Like you, I also cringe when I come across articles with grammatical errors or typos. It suggests to me that the content was written in a rush and the writer did not bother to proofread. Believe it or not, people do judge you from your grammar and spellings.

If you’re unable to spell or properly use grammar for your articles, the options you have are:

  • Use a tool like Grammarly to correct grammar and spelling errors.
  • Hire an editor to proofread and review your article before it goes live.
  • Use Hemmingway app to check the readability of your posts.
  • If you can’t afford to hire an editor, take out time to do it by yourself. Use Grammar Girl’s Editing Checklist to edit your work.
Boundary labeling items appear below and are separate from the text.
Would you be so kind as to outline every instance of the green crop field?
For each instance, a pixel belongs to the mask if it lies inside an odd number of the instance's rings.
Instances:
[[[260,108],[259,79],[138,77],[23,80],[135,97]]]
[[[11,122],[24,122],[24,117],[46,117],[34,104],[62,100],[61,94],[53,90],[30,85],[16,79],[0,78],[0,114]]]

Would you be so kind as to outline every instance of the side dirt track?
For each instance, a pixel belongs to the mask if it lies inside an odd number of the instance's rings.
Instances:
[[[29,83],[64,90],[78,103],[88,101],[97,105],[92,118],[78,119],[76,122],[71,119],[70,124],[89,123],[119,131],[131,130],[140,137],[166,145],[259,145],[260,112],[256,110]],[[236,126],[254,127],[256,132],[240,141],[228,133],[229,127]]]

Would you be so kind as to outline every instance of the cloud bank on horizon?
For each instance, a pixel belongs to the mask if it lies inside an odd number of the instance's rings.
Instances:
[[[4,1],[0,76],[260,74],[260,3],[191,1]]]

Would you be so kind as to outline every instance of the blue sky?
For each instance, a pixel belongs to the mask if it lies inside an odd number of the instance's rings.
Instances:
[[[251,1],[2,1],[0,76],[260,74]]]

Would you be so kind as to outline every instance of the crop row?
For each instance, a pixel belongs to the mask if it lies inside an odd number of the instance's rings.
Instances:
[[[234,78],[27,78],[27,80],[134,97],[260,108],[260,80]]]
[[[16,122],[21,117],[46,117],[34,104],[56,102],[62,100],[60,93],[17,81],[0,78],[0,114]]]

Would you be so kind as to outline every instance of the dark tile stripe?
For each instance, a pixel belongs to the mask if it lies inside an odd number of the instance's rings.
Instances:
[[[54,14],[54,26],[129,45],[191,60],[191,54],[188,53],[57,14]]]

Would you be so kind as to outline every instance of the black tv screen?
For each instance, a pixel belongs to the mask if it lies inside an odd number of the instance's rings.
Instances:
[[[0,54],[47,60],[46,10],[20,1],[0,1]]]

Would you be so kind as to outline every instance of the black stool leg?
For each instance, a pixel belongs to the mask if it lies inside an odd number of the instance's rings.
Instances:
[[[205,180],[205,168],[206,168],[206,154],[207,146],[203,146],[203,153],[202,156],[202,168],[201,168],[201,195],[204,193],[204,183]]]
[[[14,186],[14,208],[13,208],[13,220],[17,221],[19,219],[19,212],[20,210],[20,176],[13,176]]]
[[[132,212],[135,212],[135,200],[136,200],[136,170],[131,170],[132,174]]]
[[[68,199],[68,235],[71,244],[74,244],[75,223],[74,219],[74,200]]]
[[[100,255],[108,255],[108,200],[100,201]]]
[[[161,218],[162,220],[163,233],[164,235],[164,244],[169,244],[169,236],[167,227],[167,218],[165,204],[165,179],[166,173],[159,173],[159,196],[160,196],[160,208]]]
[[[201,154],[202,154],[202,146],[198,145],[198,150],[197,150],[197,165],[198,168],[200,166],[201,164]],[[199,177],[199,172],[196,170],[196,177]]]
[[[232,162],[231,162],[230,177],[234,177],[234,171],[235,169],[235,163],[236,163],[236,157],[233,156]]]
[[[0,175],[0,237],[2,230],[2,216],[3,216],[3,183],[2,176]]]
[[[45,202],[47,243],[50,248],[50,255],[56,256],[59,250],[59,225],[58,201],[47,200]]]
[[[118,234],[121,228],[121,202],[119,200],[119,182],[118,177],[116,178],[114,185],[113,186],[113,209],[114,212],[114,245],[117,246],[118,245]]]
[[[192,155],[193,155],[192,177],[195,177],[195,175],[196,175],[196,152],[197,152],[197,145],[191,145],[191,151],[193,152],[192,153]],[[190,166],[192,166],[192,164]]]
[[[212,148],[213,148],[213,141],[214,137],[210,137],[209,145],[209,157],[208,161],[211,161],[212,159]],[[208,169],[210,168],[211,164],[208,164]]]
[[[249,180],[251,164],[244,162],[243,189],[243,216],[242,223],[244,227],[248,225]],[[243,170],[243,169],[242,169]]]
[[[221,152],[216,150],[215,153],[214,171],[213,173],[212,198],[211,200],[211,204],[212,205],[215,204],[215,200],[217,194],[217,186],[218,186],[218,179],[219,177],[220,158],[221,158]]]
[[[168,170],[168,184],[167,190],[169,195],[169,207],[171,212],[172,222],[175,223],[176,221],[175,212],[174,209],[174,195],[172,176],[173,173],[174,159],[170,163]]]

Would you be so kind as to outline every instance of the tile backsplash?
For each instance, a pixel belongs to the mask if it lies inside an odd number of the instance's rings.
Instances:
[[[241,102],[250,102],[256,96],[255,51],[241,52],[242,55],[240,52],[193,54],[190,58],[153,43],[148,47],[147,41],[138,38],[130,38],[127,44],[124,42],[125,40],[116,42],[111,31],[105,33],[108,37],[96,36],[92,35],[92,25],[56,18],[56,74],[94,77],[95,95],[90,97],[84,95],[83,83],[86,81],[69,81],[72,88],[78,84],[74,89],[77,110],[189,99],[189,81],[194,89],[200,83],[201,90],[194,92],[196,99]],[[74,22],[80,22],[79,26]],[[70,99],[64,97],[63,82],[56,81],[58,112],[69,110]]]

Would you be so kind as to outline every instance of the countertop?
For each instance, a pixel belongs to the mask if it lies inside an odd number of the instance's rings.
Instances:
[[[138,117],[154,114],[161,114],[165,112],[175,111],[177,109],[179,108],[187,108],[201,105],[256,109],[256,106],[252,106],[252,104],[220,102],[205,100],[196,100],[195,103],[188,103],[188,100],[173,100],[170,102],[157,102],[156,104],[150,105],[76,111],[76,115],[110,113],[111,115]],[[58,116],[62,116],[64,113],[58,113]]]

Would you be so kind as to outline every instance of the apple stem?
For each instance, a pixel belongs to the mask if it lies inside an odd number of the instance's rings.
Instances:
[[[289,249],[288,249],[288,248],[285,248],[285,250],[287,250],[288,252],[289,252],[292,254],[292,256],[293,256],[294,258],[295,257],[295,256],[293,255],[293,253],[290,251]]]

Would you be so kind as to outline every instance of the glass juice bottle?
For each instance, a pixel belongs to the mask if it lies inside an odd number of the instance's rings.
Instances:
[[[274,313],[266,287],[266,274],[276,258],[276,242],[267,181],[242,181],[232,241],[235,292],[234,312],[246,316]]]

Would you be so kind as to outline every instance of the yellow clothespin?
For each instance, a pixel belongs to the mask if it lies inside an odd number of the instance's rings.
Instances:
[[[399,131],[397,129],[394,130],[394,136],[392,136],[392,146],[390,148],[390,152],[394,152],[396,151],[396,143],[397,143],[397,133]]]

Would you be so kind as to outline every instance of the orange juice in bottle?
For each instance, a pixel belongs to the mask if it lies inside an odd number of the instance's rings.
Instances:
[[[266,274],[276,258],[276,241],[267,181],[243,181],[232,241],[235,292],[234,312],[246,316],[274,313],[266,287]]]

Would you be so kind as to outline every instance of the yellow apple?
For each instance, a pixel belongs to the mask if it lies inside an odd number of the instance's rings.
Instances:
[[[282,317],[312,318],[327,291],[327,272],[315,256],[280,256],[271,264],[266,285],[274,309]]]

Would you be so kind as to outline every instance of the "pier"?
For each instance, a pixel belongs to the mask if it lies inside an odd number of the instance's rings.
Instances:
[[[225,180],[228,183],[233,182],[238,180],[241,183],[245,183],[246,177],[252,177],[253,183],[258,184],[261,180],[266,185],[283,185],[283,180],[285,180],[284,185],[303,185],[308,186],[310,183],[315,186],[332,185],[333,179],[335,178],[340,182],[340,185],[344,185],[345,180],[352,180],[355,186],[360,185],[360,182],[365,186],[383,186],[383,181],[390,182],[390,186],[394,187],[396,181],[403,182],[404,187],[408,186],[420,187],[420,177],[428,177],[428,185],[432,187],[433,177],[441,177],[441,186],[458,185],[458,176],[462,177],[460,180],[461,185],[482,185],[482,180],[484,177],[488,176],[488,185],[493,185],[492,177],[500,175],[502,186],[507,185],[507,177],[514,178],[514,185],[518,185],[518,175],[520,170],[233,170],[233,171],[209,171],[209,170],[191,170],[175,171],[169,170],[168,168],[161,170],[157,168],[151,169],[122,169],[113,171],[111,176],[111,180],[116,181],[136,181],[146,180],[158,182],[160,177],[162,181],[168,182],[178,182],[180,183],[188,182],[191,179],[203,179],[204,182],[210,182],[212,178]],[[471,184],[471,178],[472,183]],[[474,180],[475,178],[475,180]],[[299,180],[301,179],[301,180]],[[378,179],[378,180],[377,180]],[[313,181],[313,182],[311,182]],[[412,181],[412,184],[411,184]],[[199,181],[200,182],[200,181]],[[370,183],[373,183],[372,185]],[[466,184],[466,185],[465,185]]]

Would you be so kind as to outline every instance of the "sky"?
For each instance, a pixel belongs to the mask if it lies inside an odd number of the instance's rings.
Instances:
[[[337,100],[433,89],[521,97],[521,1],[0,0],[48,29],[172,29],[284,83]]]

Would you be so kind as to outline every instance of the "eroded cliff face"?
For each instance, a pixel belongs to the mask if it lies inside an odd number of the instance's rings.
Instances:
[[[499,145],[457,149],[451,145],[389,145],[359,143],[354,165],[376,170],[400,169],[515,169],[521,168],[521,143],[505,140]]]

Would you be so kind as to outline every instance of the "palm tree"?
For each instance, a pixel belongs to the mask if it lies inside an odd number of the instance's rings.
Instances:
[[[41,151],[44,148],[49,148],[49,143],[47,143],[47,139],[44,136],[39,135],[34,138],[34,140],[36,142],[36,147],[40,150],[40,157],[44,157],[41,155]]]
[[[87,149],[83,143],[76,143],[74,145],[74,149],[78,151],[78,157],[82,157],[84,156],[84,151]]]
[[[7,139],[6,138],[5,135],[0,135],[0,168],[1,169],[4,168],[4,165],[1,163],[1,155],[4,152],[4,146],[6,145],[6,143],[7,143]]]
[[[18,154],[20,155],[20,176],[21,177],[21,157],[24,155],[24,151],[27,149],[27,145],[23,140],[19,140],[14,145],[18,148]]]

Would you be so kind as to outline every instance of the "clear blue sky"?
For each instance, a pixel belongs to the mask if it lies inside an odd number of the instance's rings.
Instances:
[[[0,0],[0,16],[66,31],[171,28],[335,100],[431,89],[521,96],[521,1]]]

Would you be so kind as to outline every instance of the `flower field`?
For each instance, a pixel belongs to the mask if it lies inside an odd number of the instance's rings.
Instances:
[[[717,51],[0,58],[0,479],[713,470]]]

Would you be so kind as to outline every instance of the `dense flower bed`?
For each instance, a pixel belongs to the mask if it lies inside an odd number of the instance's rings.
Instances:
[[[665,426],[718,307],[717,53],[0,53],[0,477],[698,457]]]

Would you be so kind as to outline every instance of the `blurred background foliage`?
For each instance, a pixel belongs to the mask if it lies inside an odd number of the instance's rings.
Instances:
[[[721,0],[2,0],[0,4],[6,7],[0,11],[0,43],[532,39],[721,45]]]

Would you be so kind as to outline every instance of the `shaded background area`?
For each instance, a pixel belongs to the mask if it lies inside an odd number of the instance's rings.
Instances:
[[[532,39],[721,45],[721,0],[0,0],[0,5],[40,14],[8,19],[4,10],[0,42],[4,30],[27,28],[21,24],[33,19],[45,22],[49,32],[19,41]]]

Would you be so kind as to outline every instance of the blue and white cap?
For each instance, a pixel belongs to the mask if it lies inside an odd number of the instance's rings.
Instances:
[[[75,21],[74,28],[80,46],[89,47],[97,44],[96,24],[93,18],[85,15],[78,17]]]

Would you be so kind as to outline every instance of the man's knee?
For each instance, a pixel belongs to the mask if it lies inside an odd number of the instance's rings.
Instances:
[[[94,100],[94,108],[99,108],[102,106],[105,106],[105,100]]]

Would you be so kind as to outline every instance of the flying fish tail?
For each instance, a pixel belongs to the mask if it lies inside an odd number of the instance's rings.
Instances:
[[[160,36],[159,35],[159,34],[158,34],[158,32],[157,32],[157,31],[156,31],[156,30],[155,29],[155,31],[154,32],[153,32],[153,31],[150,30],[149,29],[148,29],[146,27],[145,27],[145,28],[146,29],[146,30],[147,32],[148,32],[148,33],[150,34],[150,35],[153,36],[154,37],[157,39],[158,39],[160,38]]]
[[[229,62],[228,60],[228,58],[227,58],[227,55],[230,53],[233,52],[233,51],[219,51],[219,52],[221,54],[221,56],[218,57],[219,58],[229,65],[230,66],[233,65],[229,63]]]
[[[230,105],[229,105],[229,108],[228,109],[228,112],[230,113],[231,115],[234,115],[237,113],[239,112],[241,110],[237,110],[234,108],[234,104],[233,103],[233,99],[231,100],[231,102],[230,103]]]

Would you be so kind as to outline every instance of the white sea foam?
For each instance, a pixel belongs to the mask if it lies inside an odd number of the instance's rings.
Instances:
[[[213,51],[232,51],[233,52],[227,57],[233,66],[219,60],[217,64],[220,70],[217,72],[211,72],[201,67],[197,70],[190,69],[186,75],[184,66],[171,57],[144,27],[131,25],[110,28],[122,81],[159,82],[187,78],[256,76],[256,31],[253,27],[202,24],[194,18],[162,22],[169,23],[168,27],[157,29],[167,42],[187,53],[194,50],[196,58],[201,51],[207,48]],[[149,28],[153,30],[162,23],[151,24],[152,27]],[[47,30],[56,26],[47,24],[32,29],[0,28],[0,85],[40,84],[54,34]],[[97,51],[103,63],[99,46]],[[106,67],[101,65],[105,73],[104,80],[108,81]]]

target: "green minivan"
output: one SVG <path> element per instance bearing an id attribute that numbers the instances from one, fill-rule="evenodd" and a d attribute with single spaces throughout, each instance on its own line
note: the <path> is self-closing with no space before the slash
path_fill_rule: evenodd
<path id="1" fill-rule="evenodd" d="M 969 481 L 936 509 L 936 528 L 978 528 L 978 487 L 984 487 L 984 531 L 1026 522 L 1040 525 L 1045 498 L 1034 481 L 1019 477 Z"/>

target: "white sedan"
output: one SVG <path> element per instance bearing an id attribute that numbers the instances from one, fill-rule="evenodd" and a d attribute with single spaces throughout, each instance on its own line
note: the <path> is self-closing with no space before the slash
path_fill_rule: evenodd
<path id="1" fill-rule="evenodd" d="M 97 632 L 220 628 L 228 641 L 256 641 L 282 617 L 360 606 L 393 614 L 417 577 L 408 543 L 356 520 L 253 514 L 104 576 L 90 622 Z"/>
#8. Avoid generic statements

Generic statements, called rants can hurt your credibility beyond measure. If you have to prove a point, use specific examples. Personal examples, anecdotes and expert opinions add credibility to your content.

Instead of writing “LinkedIn is the most popular networking site for professionals”, you could add credibility to your statement by citing a statistic, case study or an anecdote. For e.g. “Many professionals have told me that LinkedIn is their favorite networking site”.

Concluding thoughts

Use every piece of content to build trust with your audience. If your content fails to follow the above 8 guidelines, your content will hurt your credibility instead of boosting it.